The following routes still stop at the former location:
- 412 Sea Island South / Bridgeport station: renumbered from C92 in August 2018.
- N10 Downtown / Richmond–Brighouse station (NightBus service): from September 2004, when the route was called Downtown / Richmond Centre.

The following routes once served Airport station:
- C90 Sea Island North / Airport station: prior to September 2008; after September 2009 closure, Bridgeport station became eastern terminus; discontinued in September 2012.
- C92 Sea Island South / Airport station: renumbered from 425 and renamed circa May 2005. After September 2009 closure, Bridgeport station became eastern terminus, but the stop remained on the route.
- 98 B-Line Burrard station / Richmond Centre (see above); discontinued after September 2009 closure.
- 100 22nd Street station / Airport station: prior to April 2001, Airport station was a stop on existing 22nd Street station / Airport route to YVR; became route terminus after route split with 424 in October 2001; After September 2009 closure, Marpole Loop became western terminus.
- 301 Newton Exchange / Airport station: September 2004; Richmond Centre became western terminus in November 2005; terminus change to Richmond–Brighouse station in September 2009.
- 404 Ladner Exchange / Airport station: stop on existing route to YVR from December 2000; northern terminus after route split with 424 in October 2001; from September 2009 closure, Richmond–Brighouse station became northern terminus.
- 411 Burrard station / One Road: stop on existing route from December 2000; renumbered to 491 in August 2001.
- 424 Airport: from Oct 2001; discontinued after September 2009 closure.

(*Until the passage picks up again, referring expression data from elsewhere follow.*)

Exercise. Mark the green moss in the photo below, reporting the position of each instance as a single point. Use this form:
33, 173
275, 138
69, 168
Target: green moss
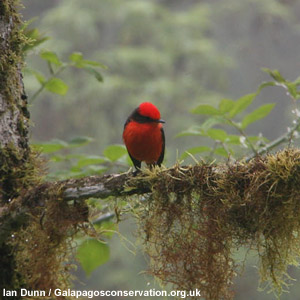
196, 218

- 425 Airport South / Airport station: stop on existing Airport South / Richmond Exchange route from December 2000; became eastern terminus with route renamed in April 2001; renumbered C92 circa May 2005.
- 491 Steveston / One Road / Burrard station: renumbered from 411 in August 2001; discontinued after September 2009 closure.
- 496 Railway / Burrard station: from Aug 2001; discontinued after September 2009 closure.
- 620 Tsawwassen Ferry / Airport station: from April 2004; Bridgeport station became northern terminus after September 2009 closure.